All these assurances from economic policy makers could be the basis of a Tui advert: "Yeah, Right".
Auckland housing is clearly still out of control and will be for decades to come if the noises coming out of Auckland's planning process are anything to go by.
Auckland's population is expected to grow by another one million by 2040. That would require another 400,000 houses over the next 25 years, yet the Auckland Council's new Unitary Plan would allow for 183,000 houses built at the most.
Planning rules include apartment sizes, balconies, building heights, building densities, required carparks and "view shafts" that fan out from Auckland's volcanic cones.
The latter make it impossible to build the tall residential towers needed for the coming million.
Towers along ridges would avoid blocking sea views and would connect with the road, bus and rail routes already in place. They are currently impossible from a regulatory and political view. But they are what is needed.
So what if nothing changed in our city planning, tax and migration?
House-price inflation averaged more than 7 per cent a year in Auckland for the past decade and average wage growth has averaged just over 2 per cent.
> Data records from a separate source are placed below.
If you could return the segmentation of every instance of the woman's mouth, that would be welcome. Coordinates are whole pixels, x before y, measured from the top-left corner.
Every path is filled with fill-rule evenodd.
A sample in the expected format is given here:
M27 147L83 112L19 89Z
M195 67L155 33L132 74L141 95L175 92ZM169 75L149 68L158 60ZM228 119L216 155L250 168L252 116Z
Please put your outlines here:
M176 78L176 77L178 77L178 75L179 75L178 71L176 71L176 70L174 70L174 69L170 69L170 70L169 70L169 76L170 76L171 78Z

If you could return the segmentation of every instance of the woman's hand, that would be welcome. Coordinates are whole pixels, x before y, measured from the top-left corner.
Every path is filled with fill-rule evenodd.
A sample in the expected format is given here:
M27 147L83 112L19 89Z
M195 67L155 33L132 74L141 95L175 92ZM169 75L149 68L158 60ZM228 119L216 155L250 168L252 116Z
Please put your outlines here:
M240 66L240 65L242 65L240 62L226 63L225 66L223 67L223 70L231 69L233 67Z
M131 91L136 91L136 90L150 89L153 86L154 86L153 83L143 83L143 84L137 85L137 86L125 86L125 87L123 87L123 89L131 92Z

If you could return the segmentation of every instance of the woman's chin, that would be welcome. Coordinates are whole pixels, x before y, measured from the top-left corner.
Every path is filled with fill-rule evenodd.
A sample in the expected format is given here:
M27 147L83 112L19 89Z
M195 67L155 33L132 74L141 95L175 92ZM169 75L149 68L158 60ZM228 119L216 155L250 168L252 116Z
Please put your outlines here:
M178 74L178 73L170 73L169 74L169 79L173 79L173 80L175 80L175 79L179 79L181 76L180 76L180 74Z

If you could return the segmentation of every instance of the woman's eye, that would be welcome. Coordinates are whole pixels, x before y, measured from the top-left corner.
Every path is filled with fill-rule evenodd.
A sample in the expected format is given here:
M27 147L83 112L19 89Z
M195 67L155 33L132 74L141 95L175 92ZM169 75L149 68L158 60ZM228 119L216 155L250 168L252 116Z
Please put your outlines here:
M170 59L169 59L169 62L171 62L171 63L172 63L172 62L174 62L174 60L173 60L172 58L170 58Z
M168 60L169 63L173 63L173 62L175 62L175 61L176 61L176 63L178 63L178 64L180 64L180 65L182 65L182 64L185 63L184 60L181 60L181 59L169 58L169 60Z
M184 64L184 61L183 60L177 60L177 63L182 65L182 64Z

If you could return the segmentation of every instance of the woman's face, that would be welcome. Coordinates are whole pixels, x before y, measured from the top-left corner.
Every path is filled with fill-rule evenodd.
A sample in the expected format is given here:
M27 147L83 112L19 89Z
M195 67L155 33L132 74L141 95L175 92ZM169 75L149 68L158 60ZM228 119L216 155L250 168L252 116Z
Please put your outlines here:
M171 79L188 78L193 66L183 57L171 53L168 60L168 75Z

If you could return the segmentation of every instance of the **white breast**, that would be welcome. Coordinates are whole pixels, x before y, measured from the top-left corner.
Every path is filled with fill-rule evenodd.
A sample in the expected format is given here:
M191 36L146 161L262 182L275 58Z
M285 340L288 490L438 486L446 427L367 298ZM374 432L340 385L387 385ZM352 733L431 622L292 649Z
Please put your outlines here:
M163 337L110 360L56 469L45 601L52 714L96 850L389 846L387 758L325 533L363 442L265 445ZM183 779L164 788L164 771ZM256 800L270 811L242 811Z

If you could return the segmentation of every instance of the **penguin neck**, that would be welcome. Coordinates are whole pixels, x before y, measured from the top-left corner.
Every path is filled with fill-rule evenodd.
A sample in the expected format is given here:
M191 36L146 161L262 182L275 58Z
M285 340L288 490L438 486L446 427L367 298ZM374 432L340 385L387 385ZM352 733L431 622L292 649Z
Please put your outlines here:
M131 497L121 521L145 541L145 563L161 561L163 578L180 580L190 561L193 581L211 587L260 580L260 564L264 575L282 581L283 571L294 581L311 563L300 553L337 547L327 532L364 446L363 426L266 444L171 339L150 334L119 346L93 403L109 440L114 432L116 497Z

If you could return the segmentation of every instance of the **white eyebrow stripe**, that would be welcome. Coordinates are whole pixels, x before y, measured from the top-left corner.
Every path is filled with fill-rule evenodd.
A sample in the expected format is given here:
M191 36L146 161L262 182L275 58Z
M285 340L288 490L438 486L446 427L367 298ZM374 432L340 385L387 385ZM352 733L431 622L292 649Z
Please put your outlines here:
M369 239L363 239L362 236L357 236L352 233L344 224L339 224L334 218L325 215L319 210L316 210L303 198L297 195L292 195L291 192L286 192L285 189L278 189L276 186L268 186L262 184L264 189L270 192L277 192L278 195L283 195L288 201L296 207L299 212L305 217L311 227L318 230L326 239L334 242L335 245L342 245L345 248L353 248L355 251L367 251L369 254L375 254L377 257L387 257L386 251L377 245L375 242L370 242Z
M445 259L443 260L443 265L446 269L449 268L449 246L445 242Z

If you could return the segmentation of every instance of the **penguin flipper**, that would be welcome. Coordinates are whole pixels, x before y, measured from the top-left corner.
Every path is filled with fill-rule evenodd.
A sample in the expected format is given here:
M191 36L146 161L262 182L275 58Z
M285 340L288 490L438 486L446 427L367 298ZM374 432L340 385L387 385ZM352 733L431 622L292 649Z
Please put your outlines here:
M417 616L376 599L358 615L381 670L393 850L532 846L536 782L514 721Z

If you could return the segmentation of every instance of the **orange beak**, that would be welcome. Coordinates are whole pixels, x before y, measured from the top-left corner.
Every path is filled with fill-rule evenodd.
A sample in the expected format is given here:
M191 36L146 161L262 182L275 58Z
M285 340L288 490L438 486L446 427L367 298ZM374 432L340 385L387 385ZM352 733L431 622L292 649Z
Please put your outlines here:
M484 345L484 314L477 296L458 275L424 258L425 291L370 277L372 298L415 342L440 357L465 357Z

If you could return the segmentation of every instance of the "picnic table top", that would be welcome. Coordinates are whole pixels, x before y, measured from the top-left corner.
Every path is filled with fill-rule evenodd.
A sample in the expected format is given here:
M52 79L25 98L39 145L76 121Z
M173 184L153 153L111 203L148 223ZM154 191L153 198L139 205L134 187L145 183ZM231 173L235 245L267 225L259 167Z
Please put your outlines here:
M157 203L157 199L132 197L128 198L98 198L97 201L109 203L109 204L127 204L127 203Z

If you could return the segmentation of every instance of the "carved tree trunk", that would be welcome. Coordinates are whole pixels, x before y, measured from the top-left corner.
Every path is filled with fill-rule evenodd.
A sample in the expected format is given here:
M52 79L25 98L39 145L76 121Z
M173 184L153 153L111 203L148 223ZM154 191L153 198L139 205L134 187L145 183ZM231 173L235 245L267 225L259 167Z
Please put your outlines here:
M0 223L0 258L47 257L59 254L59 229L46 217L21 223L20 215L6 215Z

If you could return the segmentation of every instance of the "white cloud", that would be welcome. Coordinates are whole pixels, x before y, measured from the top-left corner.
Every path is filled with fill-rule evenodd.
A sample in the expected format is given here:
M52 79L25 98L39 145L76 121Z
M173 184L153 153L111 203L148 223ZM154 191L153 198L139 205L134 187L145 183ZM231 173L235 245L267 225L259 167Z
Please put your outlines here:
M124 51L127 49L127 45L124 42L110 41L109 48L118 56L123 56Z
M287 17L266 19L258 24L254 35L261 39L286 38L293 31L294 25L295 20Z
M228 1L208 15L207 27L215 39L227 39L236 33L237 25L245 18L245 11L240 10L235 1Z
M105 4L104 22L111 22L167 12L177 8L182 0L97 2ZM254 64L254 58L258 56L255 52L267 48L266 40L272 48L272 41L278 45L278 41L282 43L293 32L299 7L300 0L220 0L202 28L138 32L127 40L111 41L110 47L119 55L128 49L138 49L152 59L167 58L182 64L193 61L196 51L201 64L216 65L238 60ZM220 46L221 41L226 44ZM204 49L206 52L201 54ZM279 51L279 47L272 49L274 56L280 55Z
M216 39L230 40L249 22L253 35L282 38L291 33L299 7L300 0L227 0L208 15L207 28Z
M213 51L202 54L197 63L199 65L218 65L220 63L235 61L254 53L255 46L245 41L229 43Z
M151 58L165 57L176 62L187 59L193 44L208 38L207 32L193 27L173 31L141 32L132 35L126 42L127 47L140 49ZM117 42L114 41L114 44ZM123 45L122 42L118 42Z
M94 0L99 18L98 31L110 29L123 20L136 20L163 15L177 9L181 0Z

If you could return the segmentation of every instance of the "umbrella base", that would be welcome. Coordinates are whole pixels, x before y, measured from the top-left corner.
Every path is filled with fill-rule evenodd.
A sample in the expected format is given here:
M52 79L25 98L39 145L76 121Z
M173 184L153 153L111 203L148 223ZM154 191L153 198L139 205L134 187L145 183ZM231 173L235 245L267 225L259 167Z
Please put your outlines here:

That doubled the house-price-to-income multiple in Auckland to 10. If those growth rates continued through to 2040, Auckland's median house price would be $3.4 million and the price to income multiple more than 23.
To service the debt on that sort of house price, a household would have to spend 110 per cent of its income on interest payments. Or interest rates would have to be 2 per cent.
What's needed is blue-sky thinking about Auckland housing, including co-ordination around migration and planning rules.
Yet where is the political will to slay the dragon?
Until we see a mayor or a cabinet minister propose a lower permanent resident target or the removal of those view shafts we can expect many more patches of economic scorched earth, including unnecessary interest rate hikes like last year's, and the Government spending $2 billion a year subsidising 60 per cent of rental housing, as it does now.